Meine Tage in Glasgow waren ja mit den Ausflügen nach Oban, nach Aberdeen und zu den Highland Games voll ausgefüllt, deshalb möchte ich euch noch ein paar Aufnahmen aus nach reichen. Dabei fällt sofort der Unterschied zu Aberdeen auf: Dort fast alles in grau, hier sehr viel in purpur/braun:



Auch von dem eindrucksvollen Bahnhof Glasgow Central habe ich euch einige Fotos versprochen:




Nun aber weiter in Richtung Süden. Nachdem der ganze Eurovisions-Larifari jetzt ja vorbei ist, kehrt in der Stadt (über 500.000 Einwohner) wieder langsam Ruhe und Normaliät ein. Soferne man diese beiden Begriffe für L. überhaupt verwenden darf.
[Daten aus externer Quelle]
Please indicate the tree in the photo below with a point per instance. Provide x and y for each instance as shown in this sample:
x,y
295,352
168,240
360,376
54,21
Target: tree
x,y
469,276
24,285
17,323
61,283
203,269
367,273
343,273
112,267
Mich hat dieser berühmte Ort (wieder einmal) sofort in seinen Bann gezogen. Der Bahnhof – again! – ein Kunstwerk früherer Ingenieure und Baumeister.

Die Stadt selbst fällt sofort mit einigen futuristisch anmutenden Gebäuden auf. Ein zusätzlicher Blick auf den Stadtplan von der „tourist information“ hat mir gleich gezeigt: Einen von meinen zwei geplanten Ganztagsausflügen werde ich (leider) streichen müssen, denn in L. wartet sooo Vieles!
Trotzdem habe ich mich um halb 6 abends noch auf den Weg gemacht, um … richtig: Um drei Kathedralen bzw. Kirchen anzuschauen. Diejenigen von euch, die jetzt schon wieder die Augenbrauen hoch ziehen und sich dabei denken: „Omei, nit scho wieda!“, sollen die Seite halt verlassen.
…… sodala, jetzt ist es zu spät! Warum wollte ich alle drei ubedingt heute noch besuchen? –
Erstens: Die Liverpool Cathedral ist das mächtigst Kirchenbauwerk, das ich jemals gesehen habe – unvorstellbar! Mit 189 m ist sie die längste Kathedrale der Welt (fast zwei Fußballfelder lang!); und 101 m Höhe sind auch nicht gerade alltäglich. Was zudem interessant ist: Sie wurde erst anfangs des 20. Jhdts. erbaut und offiziell gar erst 1978 fertiggestllt und eingeweiht – alles ziemlich ungewöhnlich.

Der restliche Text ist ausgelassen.